One common form of data warrants a special note: graphs. The easiest representation of a graph in a traditional programming language is to utilize memory pointers. However, this representation is impoverished. It forcibly equates nodes with their graphs that they are part of and sets an implicit boundary equal to all of memory. As much as possible, graphs and nodes should be clearly delimited. A graph should rightfully be considered as a database of nodes.

Openness

For the sake of concision, I will refer to data built up from other data in the implicit “global” context as “structural data”, or simply “structures”. Similarly, data derived from the relationship between structures and an explicit context will be referred to as “relational data”, or simply “relations”. These shorthands are not to be confused with the more specific concepts of C-style “structures” or traditional relational database “relations”, despite my abuse of the intentional analogies.

A key distinction and advantage of relational data is its inherit openness. One fruit ID may appear in many tables. Adding a new table to a database extends the meaning of that fruit ID without impacting any existing relations. We can also extend the meaning of that one fruit ID by moving the context boundary: switch databases, connect to a second database, talk to an external fruit service, etc. By contrast, structural data is closed. Structural data can only be “extend” by replacing it with a slightly varied structure; appending an element to a four element list produces a new list of five elements.

Time is the most important dimension of openness. Growth occurs over time as we add tables to a database, mmap additional pages in to virtual memory, or simply add keys to a map. The impact of time on the interpretation of data is a massive topic, to be discussed at another — ahem — time.

Cutting Along The Grain

Much pain in software designs stems from a conflict between the programmer’s intuition and the nature of the data they are working with. Each kind of data “wants” to be used in a particular way. Given the ability to recognize structures and relations, we can choose the most appropriate end of this duality spectrum; then choose strategies for working with such data according to its wants.

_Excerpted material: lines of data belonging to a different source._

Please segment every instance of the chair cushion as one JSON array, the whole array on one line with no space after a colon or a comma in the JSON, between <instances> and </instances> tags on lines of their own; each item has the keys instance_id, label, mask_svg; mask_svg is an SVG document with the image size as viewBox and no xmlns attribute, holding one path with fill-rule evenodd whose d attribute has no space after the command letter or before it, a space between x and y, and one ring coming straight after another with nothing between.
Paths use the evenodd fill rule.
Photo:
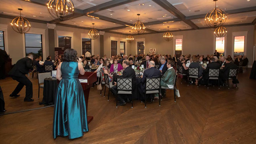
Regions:
<instances>
[{"instance_id":1,"label":"chair cushion","mask_svg":"<svg viewBox=\"0 0 256 144\"><path fill-rule=\"evenodd\" d=\"M218 77L210 77L209 78L209 79L218 79L219 78Z\"/></svg>"},{"instance_id":2,"label":"chair cushion","mask_svg":"<svg viewBox=\"0 0 256 144\"><path fill-rule=\"evenodd\" d=\"M155 94L156 93L159 93L159 91L157 90L146 91L146 94Z\"/></svg>"},{"instance_id":3,"label":"chair cushion","mask_svg":"<svg viewBox=\"0 0 256 144\"><path fill-rule=\"evenodd\" d=\"M118 94L131 94L132 91L118 91Z\"/></svg>"}]
</instances>

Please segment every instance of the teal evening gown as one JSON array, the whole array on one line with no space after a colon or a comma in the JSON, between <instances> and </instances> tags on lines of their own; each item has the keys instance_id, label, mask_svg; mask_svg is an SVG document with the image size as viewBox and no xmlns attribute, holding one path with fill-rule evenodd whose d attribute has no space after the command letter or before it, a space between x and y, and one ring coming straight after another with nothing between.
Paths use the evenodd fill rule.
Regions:
<instances>
[{"instance_id":1,"label":"teal evening gown","mask_svg":"<svg viewBox=\"0 0 256 144\"><path fill-rule=\"evenodd\" d=\"M69 139L82 137L88 132L85 100L82 86L77 78L77 62L62 62L62 79L55 95L53 132L58 136L68 136Z\"/></svg>"}]
</instances>

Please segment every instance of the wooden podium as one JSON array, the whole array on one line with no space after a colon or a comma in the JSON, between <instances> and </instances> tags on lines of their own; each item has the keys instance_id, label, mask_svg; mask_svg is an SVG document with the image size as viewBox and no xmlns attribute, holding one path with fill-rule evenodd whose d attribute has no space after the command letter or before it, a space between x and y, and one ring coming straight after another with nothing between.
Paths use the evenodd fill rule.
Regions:
<instances>
[{"instance_id":1,"label":"wooden podium","mask_svg":"<svg viewBox=\"0 0 256 144\"><path fill-rule=\"evenodd\" d=\"M81 82L85 98L85 102L86 106L86 115L87 115L87 121L89 123L93 119L93 116L88 116L87 115L88 111L88 100L89 98L89 94L90 88L92 86L93 83L97 81L97 73L93 72L85 72L85 74L81 75L79 74L78 76L78 79L86 79L87 82Z\"/></svg>"}]
</instances>

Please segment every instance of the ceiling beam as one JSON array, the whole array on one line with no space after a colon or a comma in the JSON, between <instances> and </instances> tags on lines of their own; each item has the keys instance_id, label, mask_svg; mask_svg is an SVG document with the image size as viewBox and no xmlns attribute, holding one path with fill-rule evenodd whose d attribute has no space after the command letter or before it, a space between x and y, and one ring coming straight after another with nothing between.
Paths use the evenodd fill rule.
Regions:
<instances>
[{"instance_id":1,"label":"ceiling beam","mask_svg":"<svg viewBox=\"0 0 256 144\"><path fill-rule=\"evenodd\" d=\"M113 0L85 9L83 10L83 12L85 14L89 14L138 0Z\"/></svg>"},{"instance_id":2,"label":"ceiling beam","mask_svg":"<svg viewBox=\"0 0 256 144\"><path fill-rule=\"evenodd\" d=\"M253 6L252 7L246 7L245 8L239 8L238 9L227 10L225 11L228 14L228 14L255 11L256 11L256 6ZM205 17L206 14L206 13L205 13L205 14L199 14L198 15L192 15L191 16L187 16L186 17L186 19L193 20L197 19L204 19Z\"/></svg>"},{"instance_id":3,"label":"ceiling beam","mask_svg":"<svg viewBox=\"0 0 256 144\"><path fill-rule=\"evenodd\" d=\"M172 13L178 19L184 22L184 23L188 25L196 30L199 28L196 25L191 21L186 20L186 16L182 13L180 11L168 2L166 0L152 0L152 1L156 3L157 4L165 9L167 11Z\"/></svg>"}]
</instances>

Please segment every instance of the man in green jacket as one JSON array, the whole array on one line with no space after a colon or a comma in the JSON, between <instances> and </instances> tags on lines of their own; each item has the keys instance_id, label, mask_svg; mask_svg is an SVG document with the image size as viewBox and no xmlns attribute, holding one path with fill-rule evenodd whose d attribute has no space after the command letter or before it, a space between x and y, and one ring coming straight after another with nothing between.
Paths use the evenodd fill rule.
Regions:
<instances>
[{"instance_id":1,"label":"man in green jacket","mask_svg":"<svg viewBox=\"0 0 256 144\"><path fill-rule=\"evenodd\" d=\"M174 66L174 61L171 60L169 60L167 62L166 66L168 69L161 78L161 86L168 87L167 85L174 84L174 79L176 75L175 70L173 67Z\"/></svg>"}]
</instances>

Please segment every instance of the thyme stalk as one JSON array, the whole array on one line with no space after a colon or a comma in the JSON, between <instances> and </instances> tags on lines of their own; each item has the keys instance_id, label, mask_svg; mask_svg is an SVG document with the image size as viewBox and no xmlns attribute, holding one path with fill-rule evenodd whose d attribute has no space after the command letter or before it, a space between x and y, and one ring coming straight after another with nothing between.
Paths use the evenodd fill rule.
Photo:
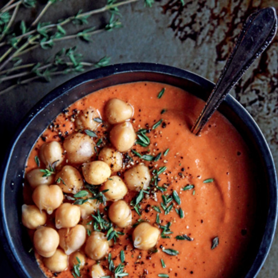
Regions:
<instances>
[{"instance_id":1,"label":"thyme stalk","mask_svg":"<svg viewBox=\"0 0 278 278\"><path fill-rule=\"evenodd\" d=\"M62 1L60 0L60 2ZM34 8L36 0L10 0L0 8L0 41L2 41L0 42L0 83L3 88L0 91L0 95L17 86L38 78L49 81L51 77L54 76L82 71L85 67L107 65L109 58L103 57L102 61L101 59L98 62L93 63L82 61L82 55L76 54L75 56L69 56L68 61L58 64L54 62L36 61L23 64L22 62L26 55L34 49L39 48L50 49L58 41L76 38L89 41L92 36L122 27L119 21L121 15L119 7L139 1L123 0L117 2L117 0L107 0L106 4L100 8L84 12L80 11L76 14L53 23L41 21L49 7L58 2L57 0L48 0L31 24L27 26L24 21L21 21L21 31L19 32L13 28L20 8ZM153 0L144 0L145 6L151 6L153 2ZM64 28L69 24L88 24L90 16L105 12L109 12L110 17L104 28L96 29L90 27L73 34L68 34ZM12 82L9 86L5 85L8 82Z\"/></svg>"}]
</instances>

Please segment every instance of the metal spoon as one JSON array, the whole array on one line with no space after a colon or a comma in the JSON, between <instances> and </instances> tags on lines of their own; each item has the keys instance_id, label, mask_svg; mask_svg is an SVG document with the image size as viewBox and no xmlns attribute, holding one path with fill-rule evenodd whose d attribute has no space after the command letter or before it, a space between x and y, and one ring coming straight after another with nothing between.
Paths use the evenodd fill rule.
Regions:
<instances>
[{"instance_id":1,"label":"metal spoon","mask_svg":"<svg viewBox=\"0 0 278 278\"><path fill-rule=\"evenodd\" d=\"M198 135L235 84L275 36L277 16L275 9L266 8L247 19L230 55L201 114L191 131Z\"/></svg>"}]
</instances>

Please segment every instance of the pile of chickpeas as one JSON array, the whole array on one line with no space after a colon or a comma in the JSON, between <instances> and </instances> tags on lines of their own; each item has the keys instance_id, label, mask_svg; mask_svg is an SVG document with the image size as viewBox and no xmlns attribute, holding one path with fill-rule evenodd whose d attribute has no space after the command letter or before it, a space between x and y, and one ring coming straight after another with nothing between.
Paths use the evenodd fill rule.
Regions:
<instances>
[{"instance_id":1,"label":"pile of chickpeas","mask_svg":"<svg viewBox=\"0 0 278 278\"><path fill-rule=\"evenodd\" d=\"M100 124L94 119L102 117L94 108L79 111L74 132L62 142L44 143L38 151L40 168L26 173L34 203L22 206L22 222L34 230L34 247L50 271L62 272L77 264L81 268L86 257L98 261L109 254L111 244L104 233L93 230L87 234L83 220L96 211L100 203L88 198L92 193L85 183L99 187L110 201L107 215L116 228L132 227L131 211L123 198L129 190L146 189L151 180L148 168L142 163L125 169L123 178L117 174L124 170L122 153L130 150L136 139L130 120L133 114L133 107L122 100L107 102L103 118L111 126L110 145L96 156L93 139L84 131L96 130ZM96 156L97 160L93 160ZM41 170L46 168L54 173L46 175ZM88 200L82 204L74 204L65 197L81 190L88 191ZM135 247L148 250L156 244L160 235L157 227L143 222L132 228ZM106 275L97 263L92 267L91 274L92 278Z\"/></svg>"}]
</instances>

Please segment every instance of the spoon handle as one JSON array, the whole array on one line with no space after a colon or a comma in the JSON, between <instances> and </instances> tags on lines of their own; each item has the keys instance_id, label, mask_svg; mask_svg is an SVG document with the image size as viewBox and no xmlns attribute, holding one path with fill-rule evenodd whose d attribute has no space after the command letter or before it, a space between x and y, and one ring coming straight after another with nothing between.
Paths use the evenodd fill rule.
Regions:
<instances>
[{"instance_id":1,"label":"spoon handle","mask_svg":"<svg viewBox=\"0 0 278 278\"><path fill-rule=\"evenodd\" d=\"M277 17L272 7L251 14L243 26L219 79L191 131L198 135L235 84L275 36Z\"/></svg>"}]
</instances>

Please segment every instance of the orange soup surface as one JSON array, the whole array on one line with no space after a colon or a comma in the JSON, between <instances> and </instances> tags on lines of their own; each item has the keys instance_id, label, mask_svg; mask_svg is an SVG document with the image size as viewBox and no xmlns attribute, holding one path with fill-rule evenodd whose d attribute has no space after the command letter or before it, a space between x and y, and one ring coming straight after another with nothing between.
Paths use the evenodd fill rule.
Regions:
<instances>
[{"instance_id":1,"label":"orange soup surface","mask_svg":"<svg viewBox=\"0 0 278 278\"><path fill-rule=\"evenodd\" d=\"M104 147L114 148L109 134L115 124L107 120L105 110L108 101L115 98L132 107L132 116L126 121L132 125L136 138L131 148L119 152L121 168L115 173L112 169L111 175L124 182L125 172L142 164L148 168L150 180L145 189L129 190L123 197L132 216L130 224L124 228L109 219L108 212L114 201L103 197L105 192L99 194L101 185L93 187L94 195L86 181L80 190L90 195L78 197L64 192L63 203L80 204L81 199L86 202L88 196L98 196L97 208L89 215L81 217L78 222L86 229L86 240L95 230L110 237L112 231L114 236L101 259L94 260L86 254L85 243L77 250L78 254L85 254L84 265L79 263L80 260L71 262L78 254L73 252L68 255L68 266L62 271L50 271L45 266L45 258L34 248L43 272L49 277L79 275L87 278L92 277L92 266L98 264L104 274L95 273L93 278L241 277L240 270L248 256L255 225L256 182L249 151L235 128L218 112L200 135L192 134L191 127L204 103L181 89L139 82L112 86L86 96L65 110L43 132L30 153L26 173L37 168L49 168L41 160L38 162L42 145L55 141L63 148L65 140L73 133L87 133L92 138L94 152L88 162L97 160ZM93 133L78 130L76 125L80 111L89 107L99 113L98 118L95 119L98 125ZM57 178L62 168L70 165L83 178L83 163L69 162L67 155L64 151L63 162L51 168L49 176ZM55 180L53 183L57 182ZM26 203L34 204L34 188L26 181L24 189ZM43 225L58 231L56 209L47 214ZM159 232L154 246L147 250L135 247L133 238L134 229L144 222ZM39 228L29 229L31 238ZM63 251L61 245L58 249Z\"/></svg>"}]
</instances>

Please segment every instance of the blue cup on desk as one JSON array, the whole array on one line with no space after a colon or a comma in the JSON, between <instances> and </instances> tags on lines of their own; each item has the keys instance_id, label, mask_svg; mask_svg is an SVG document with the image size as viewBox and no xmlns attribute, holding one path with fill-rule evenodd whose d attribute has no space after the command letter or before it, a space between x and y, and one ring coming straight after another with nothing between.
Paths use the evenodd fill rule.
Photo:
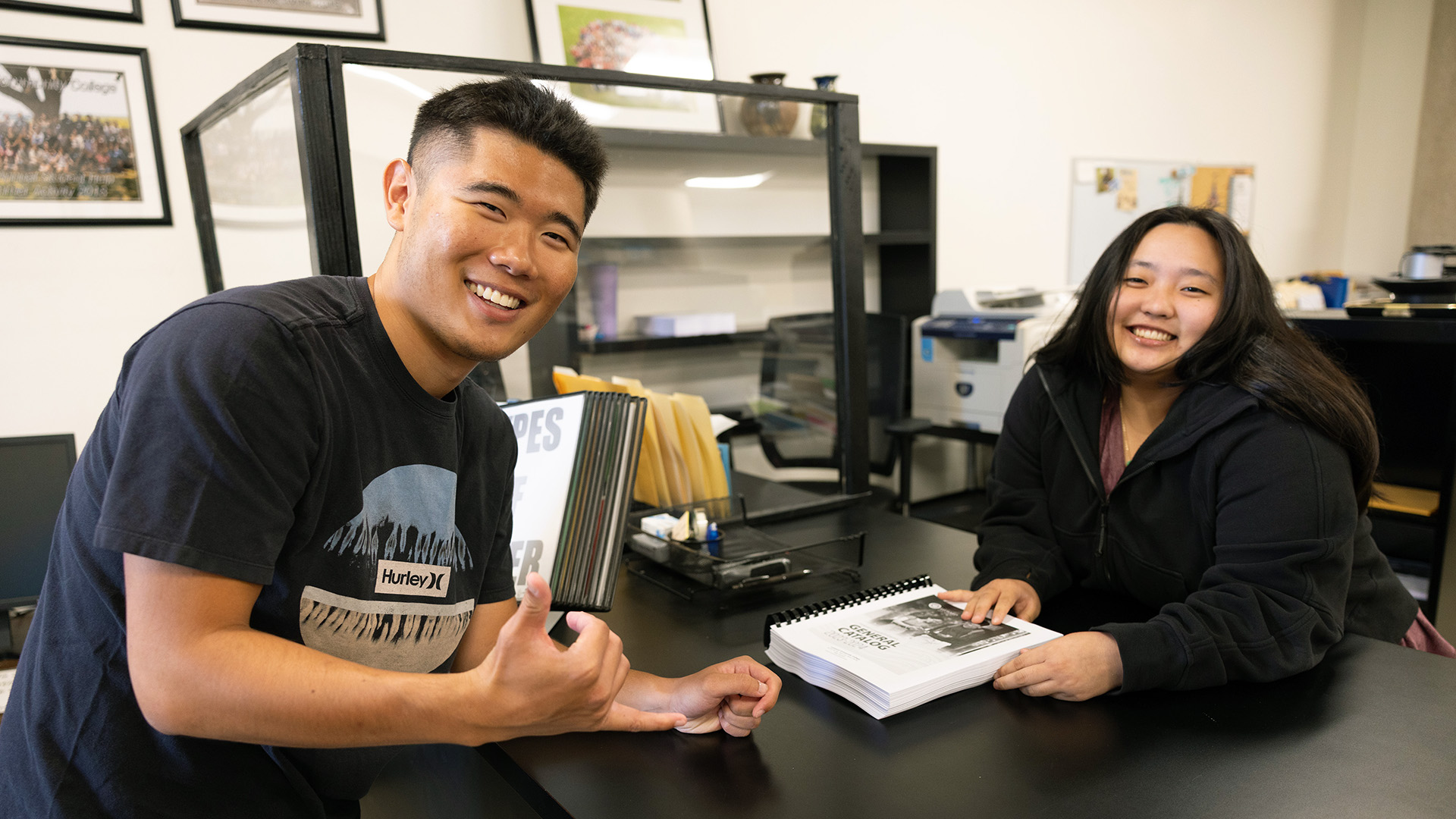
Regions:
<instances>
[{"instance_id":1,"label":"blue cup on desk","mask_svg":"<svg viewBox=\"0 0 1456 819\"><path fill-rule=\"evenodd\" d=\"M1319 286L1319 290L1325 294L1325 306L1340 309L1345 306L1345 296L1350 294L1350 280L1342 275L1329 275L1322 278L1315 278L1313 275L1300 275L1300 281L1309 281L1310 284Z\"/></svg>"}]
</instances>

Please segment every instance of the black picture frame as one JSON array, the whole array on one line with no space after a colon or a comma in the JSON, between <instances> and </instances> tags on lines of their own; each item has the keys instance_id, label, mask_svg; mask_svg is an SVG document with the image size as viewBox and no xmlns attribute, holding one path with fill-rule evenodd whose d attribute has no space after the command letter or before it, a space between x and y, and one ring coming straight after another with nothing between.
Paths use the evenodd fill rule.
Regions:
<instances>
[{"instance_id":1,"label":"black picture frame","mask_svg":"<svg viewBox=\"0 0 1456 819\"><path fill-rule=\"evenodd\" d=\"M131 133L137 133L137 122L144 122L150 131L150 138L131 140L132 150L135 156L132 157L134 169L137 173L137 188L140 197L135 200L77 200L67 203L66 200L29 200L29 198L0 198L0 227L6 226L82 226L82 224L156 224L167 226L172 224L172 204L167 195L167 175L166 165L162 157L162 136L157 128L157 103L151 86L151 63L147 57L147 50L130 45L106 45L96 42L68 42L60 39L32 39L20 36L4 36L0 35L0 64L25 64L28 60L17 60L16 57L7 58L7 50L16 51L19 57L20 50L54 50L57 52L86 52L98 55L112 55L111 60L105 57L100 63L109 63L106 66L93 63L87 66L86 71L92 73L109 73L116 70L116 66L131 68L135 66L138 68L137 76L130 80L122 80L122 74L118 73L116 82L118 87L127 90L127 118L130 121ZM119 55L121 60L115 57ZM64 58L64 57L58 57ZM134 60L131 63L130 60ZM61 63L64 66L64 63ZM35 66L29 66L35 67ZM50 66L47 66L50 67ZM82 70L82 68L77 68ZM9 70L4 73L10 77ZM63 82L70 82L71 74ZM121 83L125 83L124 86ZM138 89L140 86L140 89ZM12 89L13 90L13 89ZM146 102L146 117L140 117L132 108L131 101L135 98L131 92L141 90L140 96ZM10 93L7 89L0 89L3 98L9 98L26 105L23 99ZM61 98L57 98L61 99ZM33 111L33 109L32 109ZM144 153L143 144L150 146L150 154ZM0 165L3 168L3 165ZM28 172L25 172L28 173ZM7 181L13 181L6 171L0 171L0 185ZM61 178L57 178L52 184L64 184ZM109 182L108 182L109 184ZM149 195L149 191L156 191L156 195ZM35 205L28 205L23 203L36 203ZM73 213L66 213L67 210Z\"/></svg>"},{"instance_id":2,"label":"black picture frame","mask_svg":"<svg viewBox=\"0 0 1456 819\"><path fill-rule=\"evenodd\" d=\"M527 31L530 32L530 36L531 36L531 60L536 61L536 63L540 63L543 66L582 67L579 63L578 64L571 64L569 55L566 55L565 52L559 55L559 61L556 61L558 55L555 52L555 45L549 50L550 51L549 54L543 52L543 48L542 48L543 34L537 28L537 22L539 22L539 15L537 15L539 9L537 9L537 6L543 7L540 10L549 10L549 9L545 9L547 6L549 7L572 6L572 7L575 7L572 10L596 9L597 6L603 6L603 9L601 9L603 13L616 13L616 15L622 15L625 19L633 19L633 17L642 15L644 12L648 12L648 9L632 9L632 6L638 4L639 1L641 0L559 0L559 1L558 0L526 0L526 28L527 28ZM705 50L703 55L708 60L708 68L709 68L709 71L708 71L706 77L686 77L684 74L676 74L676 76L680 76L680 77L684 77L684 79L697 79L697 80L715 82L718 79L718 66L713 63L713 35L712 35L712 26L709 25L709 20L708 20L708 0L699 0L697 3L693 3L693 0L681 0L681 7L683 7L683 15L678 17L678 20L683 22L684 28L687 29L689 39L695 38L695 28L699 25L699 19L700 19L702 39L703 39L703 50ZM695 7L696 7L696 12L697 12L696 16L690 12L690 9L695 9ZM559 25L559 20L558 20L558 25ZM555 36L558 34L558 31L559 31L558 28L552 28L552 35ZM625 70L623 67L619 67L619 66L588 66L588 67L590 68ZM633 73L636 73L636 71L633 71ZM584 86L569 86L568 92L575 98L575 96L578 96L579 89L582 89L582 87ZM601 90L607 90L607 89L597 87L596 90L601 92ZM603 101L603 99L591 99L591 102L596 102L598 105L604 103L609 108L614 108L619 114L626 115L626 117L620 117L620 118L613 118L613 121L607 122L607 121L598 121L598 119L596 119L588 111L584 109L582 114L587 115L587 119L591 121L597 127L632 128L632 130L645 130L645 131L662 131L662 130L665 130L665 131L708 133L708 134L719 134L719 133L724 131L724 108L722 108L722 101L721 99L713 99L712 105L706 106L706 108L703 108L700 105L695 106L695 108L697 108L696 112L692 112L692 114L684 112L686 115L680 117L677 122L661 121L661 119L657 119L655 117L651 118L651 119L636 121L635 119L635 114L633 114L633 106L630 106L630 105L614 103L614 102L609 102L609 101Z\"/></svg>"},{"instance_id":3,"label":"black picture frame","mask_svg":"<svg viewBox=\"0 0 1456 819\"><path fill-rule=\"evenodd\" d=\"M67 6L61 1L47 0L0 0L0 9L15 9L17 12L39 12L42 15L71 15L76 17L100 17L103 20L121 20L127 23L141 22L141 0L131 0L131 12L108 12L105 9L87 9L84 6Z\"/></svg>"},{"instance_id":4,"label":"black picture frame","mask_svg":"<svg viewBox=\"0 0 1456 819\"><path fill-rule=\"evenodd\" d=\"M243 6L230 6L230 12L226 16L236 16L239 19L210 19L201 17L195 13L188 16L186 6L191 6L195 0L172 0L172 22L176 28L199 28L199 29L218 29L218 31L236 31L248 34L281 34L288 36L328 36L328 38L344 38L344 39L384 39L384 1L383 0L361 0L361 7L373 7L374 12L374 28L371 31L352 31L349 28L328 28L319 26L319 22L326 22L329 15L316 12L290 12L287 9L246 9ZM246 22L249 13L258 17L258 22ZM300 25L281 25L275 15L300 15ZM306 25L304 19L313 20L314 25Z\"/></svg>"}]
</instances>

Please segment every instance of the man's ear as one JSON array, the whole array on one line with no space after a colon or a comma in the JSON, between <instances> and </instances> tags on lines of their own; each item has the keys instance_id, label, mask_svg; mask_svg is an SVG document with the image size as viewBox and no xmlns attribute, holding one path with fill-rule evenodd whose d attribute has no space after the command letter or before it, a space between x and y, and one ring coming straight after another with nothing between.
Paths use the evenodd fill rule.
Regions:
<instances>
[{"instance_id":1,"label":"man's ear","mask_svg":"<svg viewBox=\"0 0 1456 819\"><path fill-rule=\"evenodd\" d=\"M415 171L403 159L384 166L384 222L396 232L405 230L405 211L416 192Z\"/></svg>"}]
</instances>

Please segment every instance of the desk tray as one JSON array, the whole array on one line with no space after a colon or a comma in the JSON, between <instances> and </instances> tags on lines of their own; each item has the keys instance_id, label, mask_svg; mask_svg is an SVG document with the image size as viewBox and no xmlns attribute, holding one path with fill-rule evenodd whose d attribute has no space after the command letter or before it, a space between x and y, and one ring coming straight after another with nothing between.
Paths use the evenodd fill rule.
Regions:
<instances>
[{"instance_id":1,"label":"desk tray","mask_svg":"<svg viewBox=\"0 0 1456 819\"><path fill-rule=\"evenodd\" d=\"M662 513L681 517L689 509L702 509L709 520L718 523L721 539L716 544L678 542L642 530L644 517ZM747 519L741 497L633 512L628 516L628 548L700 587L718 590L754 589L828 571L853 571L865 560L863 532L788 545L750 526ZM632 564L629 568L664 584ZM684 595L680 589L670 590Z\"/></svg>"}]
</instances>

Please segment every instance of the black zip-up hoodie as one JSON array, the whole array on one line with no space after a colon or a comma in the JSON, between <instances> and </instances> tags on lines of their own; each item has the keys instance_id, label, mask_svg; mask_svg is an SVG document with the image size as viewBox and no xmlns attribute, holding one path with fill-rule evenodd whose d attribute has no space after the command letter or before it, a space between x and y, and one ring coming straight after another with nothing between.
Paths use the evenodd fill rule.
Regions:
<instances>
[{"instance_id":1,"label":"black zip-up hoodie","mask_svg":"<svg viewBox=\"0 0 1456 819\"><path fill-rule=\"evenodd\" d=\"M1417 603L1358 510L1350 459L1230 385L1190 385L1102 487L1102 386L1034 366L1006 410L973 587L1012 577L1042 600L1073 583L1158 608L1095 628L1121 691L1280 679L1345 632L1396 643Z\"/></svg>"}]
</instances>

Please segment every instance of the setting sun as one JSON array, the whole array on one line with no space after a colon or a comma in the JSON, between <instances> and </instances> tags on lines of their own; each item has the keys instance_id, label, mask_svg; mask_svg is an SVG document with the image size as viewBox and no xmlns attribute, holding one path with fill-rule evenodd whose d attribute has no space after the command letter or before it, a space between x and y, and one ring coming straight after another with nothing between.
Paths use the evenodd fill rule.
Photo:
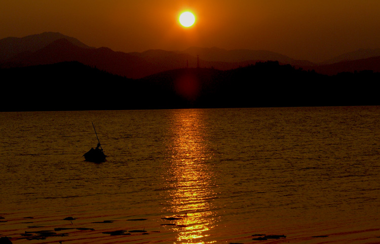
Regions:
<instances>
[{"instance_id":1,"label":"setting sun","mask_svg":"<svg viewBox=\"0 0 380 244\"><path fill-rule=\"evenodd\" d=\"M184 12L179 16L179 23L184 27L190 27L195 22L195 16L191 12Z\"/></svg>"}]
</instances>

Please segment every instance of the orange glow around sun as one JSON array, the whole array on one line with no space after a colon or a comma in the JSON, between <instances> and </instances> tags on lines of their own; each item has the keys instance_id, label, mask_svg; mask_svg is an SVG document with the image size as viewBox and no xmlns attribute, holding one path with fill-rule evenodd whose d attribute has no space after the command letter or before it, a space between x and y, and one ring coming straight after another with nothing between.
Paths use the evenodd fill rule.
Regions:
<instances>
[{"instance_id":1,"label":"orange glow around sun","mask_svg":"<svg viewBox=\"0 0 380 244\"><path fill-rule=\"evenodd\" d=\"M179 16L179 23L184 27L190 27L195 22L195 16L191 12L184 12Z\"/></svg>"}]
</instances>

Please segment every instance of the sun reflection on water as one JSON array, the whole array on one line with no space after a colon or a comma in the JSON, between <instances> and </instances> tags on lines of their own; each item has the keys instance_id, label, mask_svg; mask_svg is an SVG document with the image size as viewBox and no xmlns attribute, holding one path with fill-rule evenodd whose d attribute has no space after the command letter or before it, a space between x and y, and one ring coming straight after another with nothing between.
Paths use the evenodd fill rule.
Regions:
<instances>
[{"instance_id":1,"label":"sun reflection on water","mask_svg":"<svg viewBox=\"0 0 380 244\"><path fill-rule=\"evenodd\" d=\"M207 134L200 111L173 112L167 152L170 169L163 176L168 193L164 211L177 217L177 240L182 243L214 242L210 231L218 220L213 201L216 193L209 163Z\"/></svg>"}]
</instances>

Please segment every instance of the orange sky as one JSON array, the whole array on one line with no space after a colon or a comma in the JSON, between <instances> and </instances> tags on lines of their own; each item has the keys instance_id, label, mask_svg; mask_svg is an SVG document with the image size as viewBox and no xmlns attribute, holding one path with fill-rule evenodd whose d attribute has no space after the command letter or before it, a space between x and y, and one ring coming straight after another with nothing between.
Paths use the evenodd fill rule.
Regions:
<instances>
[{"instance_id":1,"label":"orange sky","mask_svg":"<svg viewBox=\"0 0 380 244\"><path fill-rule=\"evenodd\" d=\"M380 48L379 13L380 0L1 0L0 39L54 31L126 52L215 46L320 61Z\"/></svg>"}]
</instances>

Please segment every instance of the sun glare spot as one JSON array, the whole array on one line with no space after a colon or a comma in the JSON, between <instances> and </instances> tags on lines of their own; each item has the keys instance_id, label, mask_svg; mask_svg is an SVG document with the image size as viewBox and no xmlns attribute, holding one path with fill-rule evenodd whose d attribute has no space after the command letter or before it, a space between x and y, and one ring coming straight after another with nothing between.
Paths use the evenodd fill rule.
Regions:
<instances>
[{"instance_id":1,"label":"sun glare spot","mask_svg":"<svg viewBox=\"0 0 380 244\"><path fill-rule=\"evenodd\" d=\"M190 12L184 12L179 16L179 23L184 27L190 27L195 22L195 16Z\"/></svg>"}]
</instances>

Here’s a summary of each kind of data’s respective usual wants:

Structures Relations
Order Ordered Unordered
Substructure Positional Associative
Mutability Immutable Mutable
Hierarchy Contain Children Point To Parents
Construction Bottom-Up Top-Down
Cycles Acyclic Cyclic
Limits Finite Infinite

Each of these wants can be overridden by moving the bounds of your context. Stuff tuples in to the context of a table to exploit associativity; or scope the context of a database to a transaction to build relations out of temporary ids, bottom-up.

Again, time is too vast a topic to discuss in detail here. Suffice to say, time can be bounded by “stopping” it and/or by choosing a time slice. Stopped time turns the mutable in to immutable and a time slice can turn the infinite in to the finite. Conversely, stopped or sliced time can be started and opened again: stick an immutable structure in a mutable box or connect a live pipe to a queue.

Perspective

This perspective has dramatically hastened and improved how I design software. Carefully considering bounded contexts strongly guides many design choices. In situations where I used to find myself flip-flopping on some tradeoff, I now find myself happily choosing and committing to an appropriate blend of structural and relational data. Future posts in this series will revisit this tradeoff through some more concrete examples.